Todavia, em matéria de interpretação, a Administração não tem a mesma liberdade do Judiciário: a Administração não pode declarar a inconstitucionalidade de lei, ou negar vigência a decreto ou portaria de Secretário de Estado. A isso se opõe o princípio da hierarquia que informa a Administração. Já o judiciário não sofre tais limitações.
Vejamos, apenas como exemplo, a incidência do ICMS, de competência dos Estados, e do ISS, de competência dos Municípios. Abstraindo a questão das prestações de serviço de transporte e de comunicação, podemos resumidamente dizer que o fato gerador do ICMS consiste em obrigações de dar e o do ISS em obrigações de fazer. Mas pode acontecer que tenhamos um fato misto que compreenda tanto obrigação de dar quanto de fazer. Qual tributo deverá incidir?
Dispõe o art. 146, I, da Constituição Federal, que “cabe à lei complementar dispor sobre conflitos de competência, em matéria tributária, entre a União, os Estados, o Distrito Federal e os Municípios”.
Ora, a Lei Complementar 116/2003 (que trata do ISS), art. 1º, § 2º dispõe que ressalvadas as exceções expressas na lista de serviços, os serviços nela mencionados não ficam sujeitos ao ICMS, ainda que sua prestação envolva o fornecimento de mercadorias.
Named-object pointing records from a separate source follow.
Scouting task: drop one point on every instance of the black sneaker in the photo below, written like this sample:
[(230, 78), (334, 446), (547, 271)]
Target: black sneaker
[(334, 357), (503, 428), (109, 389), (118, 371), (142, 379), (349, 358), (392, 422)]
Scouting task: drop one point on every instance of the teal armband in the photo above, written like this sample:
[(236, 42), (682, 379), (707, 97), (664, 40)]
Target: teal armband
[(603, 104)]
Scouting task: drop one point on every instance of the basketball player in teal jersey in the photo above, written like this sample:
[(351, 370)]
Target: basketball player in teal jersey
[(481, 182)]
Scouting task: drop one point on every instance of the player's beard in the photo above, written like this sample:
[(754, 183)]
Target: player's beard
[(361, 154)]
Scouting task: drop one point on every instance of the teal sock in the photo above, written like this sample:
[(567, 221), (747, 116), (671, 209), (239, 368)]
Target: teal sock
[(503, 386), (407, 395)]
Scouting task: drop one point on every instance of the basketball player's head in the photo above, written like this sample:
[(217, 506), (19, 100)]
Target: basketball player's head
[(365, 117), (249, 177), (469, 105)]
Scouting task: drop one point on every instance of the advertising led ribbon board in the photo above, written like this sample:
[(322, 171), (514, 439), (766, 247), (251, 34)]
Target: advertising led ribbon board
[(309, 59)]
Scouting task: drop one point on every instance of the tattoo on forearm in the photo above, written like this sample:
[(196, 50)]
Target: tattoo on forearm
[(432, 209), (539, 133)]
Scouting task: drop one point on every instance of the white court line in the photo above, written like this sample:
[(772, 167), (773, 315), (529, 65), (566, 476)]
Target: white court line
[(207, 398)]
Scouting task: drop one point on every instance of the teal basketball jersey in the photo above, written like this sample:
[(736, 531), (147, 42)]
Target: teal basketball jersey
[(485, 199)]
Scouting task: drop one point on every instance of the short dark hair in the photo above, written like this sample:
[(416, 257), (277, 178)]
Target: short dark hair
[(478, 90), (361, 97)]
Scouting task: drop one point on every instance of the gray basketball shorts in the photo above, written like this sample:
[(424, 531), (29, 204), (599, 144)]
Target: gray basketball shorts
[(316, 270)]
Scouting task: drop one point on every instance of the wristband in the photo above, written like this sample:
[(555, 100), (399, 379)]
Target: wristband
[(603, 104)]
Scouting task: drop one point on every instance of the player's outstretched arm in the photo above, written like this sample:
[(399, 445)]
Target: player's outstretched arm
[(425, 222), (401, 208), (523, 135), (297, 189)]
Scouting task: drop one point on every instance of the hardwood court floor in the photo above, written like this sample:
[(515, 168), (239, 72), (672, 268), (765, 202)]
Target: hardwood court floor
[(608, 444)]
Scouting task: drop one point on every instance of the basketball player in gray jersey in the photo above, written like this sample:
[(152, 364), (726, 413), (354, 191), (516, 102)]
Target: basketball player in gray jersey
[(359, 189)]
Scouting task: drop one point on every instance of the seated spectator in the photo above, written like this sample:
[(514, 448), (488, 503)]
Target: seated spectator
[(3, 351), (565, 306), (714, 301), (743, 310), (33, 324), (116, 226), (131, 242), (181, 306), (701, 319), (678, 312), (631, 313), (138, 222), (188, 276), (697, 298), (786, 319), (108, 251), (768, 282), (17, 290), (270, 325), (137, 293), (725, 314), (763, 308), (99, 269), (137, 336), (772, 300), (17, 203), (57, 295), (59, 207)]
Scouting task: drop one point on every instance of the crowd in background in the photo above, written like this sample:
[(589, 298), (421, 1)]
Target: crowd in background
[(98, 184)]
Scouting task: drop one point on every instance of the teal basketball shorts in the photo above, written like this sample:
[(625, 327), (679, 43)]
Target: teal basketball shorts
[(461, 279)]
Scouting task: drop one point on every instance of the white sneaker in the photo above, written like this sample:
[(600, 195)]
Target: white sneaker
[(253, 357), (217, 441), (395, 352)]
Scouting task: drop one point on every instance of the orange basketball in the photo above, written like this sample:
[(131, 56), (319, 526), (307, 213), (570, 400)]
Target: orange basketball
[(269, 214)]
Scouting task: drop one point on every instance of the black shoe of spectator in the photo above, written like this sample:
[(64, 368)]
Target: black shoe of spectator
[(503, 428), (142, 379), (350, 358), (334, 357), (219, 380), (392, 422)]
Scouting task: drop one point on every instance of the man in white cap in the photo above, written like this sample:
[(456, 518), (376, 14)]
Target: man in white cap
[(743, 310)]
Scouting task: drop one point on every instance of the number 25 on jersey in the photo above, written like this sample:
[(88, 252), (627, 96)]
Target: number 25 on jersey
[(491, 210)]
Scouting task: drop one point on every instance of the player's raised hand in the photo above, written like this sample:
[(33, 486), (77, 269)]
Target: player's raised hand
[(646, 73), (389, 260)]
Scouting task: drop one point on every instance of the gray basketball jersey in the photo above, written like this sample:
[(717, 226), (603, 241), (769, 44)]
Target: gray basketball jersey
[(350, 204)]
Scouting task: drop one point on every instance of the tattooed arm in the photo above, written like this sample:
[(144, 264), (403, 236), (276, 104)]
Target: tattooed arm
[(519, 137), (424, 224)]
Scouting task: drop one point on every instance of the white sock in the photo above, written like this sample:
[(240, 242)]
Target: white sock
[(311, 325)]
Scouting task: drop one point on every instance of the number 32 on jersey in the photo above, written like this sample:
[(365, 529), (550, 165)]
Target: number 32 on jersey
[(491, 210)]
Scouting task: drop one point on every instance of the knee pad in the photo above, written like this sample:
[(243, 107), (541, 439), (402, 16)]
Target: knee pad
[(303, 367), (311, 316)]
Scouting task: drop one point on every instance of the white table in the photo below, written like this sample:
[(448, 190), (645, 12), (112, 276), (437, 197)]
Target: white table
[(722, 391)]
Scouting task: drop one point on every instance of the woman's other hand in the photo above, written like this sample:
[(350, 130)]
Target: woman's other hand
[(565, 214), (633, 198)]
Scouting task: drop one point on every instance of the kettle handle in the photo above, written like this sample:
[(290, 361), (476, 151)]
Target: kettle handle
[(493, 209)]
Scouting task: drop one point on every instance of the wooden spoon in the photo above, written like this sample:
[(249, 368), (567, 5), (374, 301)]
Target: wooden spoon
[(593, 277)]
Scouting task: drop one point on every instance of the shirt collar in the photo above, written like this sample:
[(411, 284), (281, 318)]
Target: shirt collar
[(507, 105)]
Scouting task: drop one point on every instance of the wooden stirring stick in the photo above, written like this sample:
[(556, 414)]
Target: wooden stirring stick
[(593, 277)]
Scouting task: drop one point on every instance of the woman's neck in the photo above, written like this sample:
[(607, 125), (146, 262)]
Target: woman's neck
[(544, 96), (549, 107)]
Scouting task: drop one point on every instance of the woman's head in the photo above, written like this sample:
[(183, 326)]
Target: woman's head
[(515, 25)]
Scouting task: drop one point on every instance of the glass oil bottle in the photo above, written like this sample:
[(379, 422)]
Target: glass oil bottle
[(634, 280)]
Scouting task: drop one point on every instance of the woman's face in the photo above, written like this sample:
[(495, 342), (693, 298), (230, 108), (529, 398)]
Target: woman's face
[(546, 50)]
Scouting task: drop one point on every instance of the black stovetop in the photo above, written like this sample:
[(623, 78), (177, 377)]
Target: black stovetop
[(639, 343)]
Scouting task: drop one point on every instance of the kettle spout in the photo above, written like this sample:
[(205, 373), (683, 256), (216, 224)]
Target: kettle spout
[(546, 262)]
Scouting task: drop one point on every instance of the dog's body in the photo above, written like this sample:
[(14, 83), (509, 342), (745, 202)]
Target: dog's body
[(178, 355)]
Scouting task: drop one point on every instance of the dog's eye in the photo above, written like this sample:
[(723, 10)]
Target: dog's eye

A Lei Complementar 87/1996 (que trata do ICMS), art. 2º, IV e V, dispõe, por sua vez, que o imposto incide sobre o fornecimento de mercadorias com prestação de serviços não compreendidos na competência tributária dos Municípios ou quando, sujeitos ao imposto sobre serviço, a lei complementar aplicável expressamente o sujeitar à incidência do imposto estadual.
Merece menção que disposições semelhantes constavam dos §§ 1º e 2º do art. 8º do Decreto-lei 406/1958 que anteriormente regia essas matérias.
Em síntese: quando estiverem presentes, simultaneamente, operação de circulação de mercadorias e prestação de serviço, o ICMS incide apenas quando (i) o serviço não constar da lista de serviços anexa à Lei Complementar 116/2003 ou (ii) a própria lista ressalvar a incidência do ICMS sobre as mercadorias empregadas.
Pois bem! Poderia a Administração Tributária estadual adotar outro critério – mais favorável aos Estados – que não o previsto nas LC 116/2003 e na LC 87/1996? Certamente que não! Se o fizesse, estaria não só invadindo a competência tributária dos Municípios, como também a competência privativa do legislador complementar federal para dirimir conflitos de competência. Além disso, estaria contrariando norma expressa de lei complementar federal.
Com efeito, leciona Karl Larentz (op. cit. 453): “o que está para além do sentido literal linguisticamente possível e é claramente excluído por ele, já não pode ser entendido, por via da interpretação, como o significado aqui decisivo deste termo”. Isto por que o significado literal da lei tem uma dupla missão: é não só o ponto de partida para a indagação judicial do sentido, como também traça os limites da atividade interpretativa. “Uma interpretação que não se situe já no âmbito do sentido possível, já não é interpretação, mas modificação de sentido”.
A adoção de critérios outros, além dos expressamente previstos pelo legislador complementar para demarcar as esferas de competência, respectivamente, de Estados e Municípios não constitui interpretação, mas inovação que é vedada à Administração.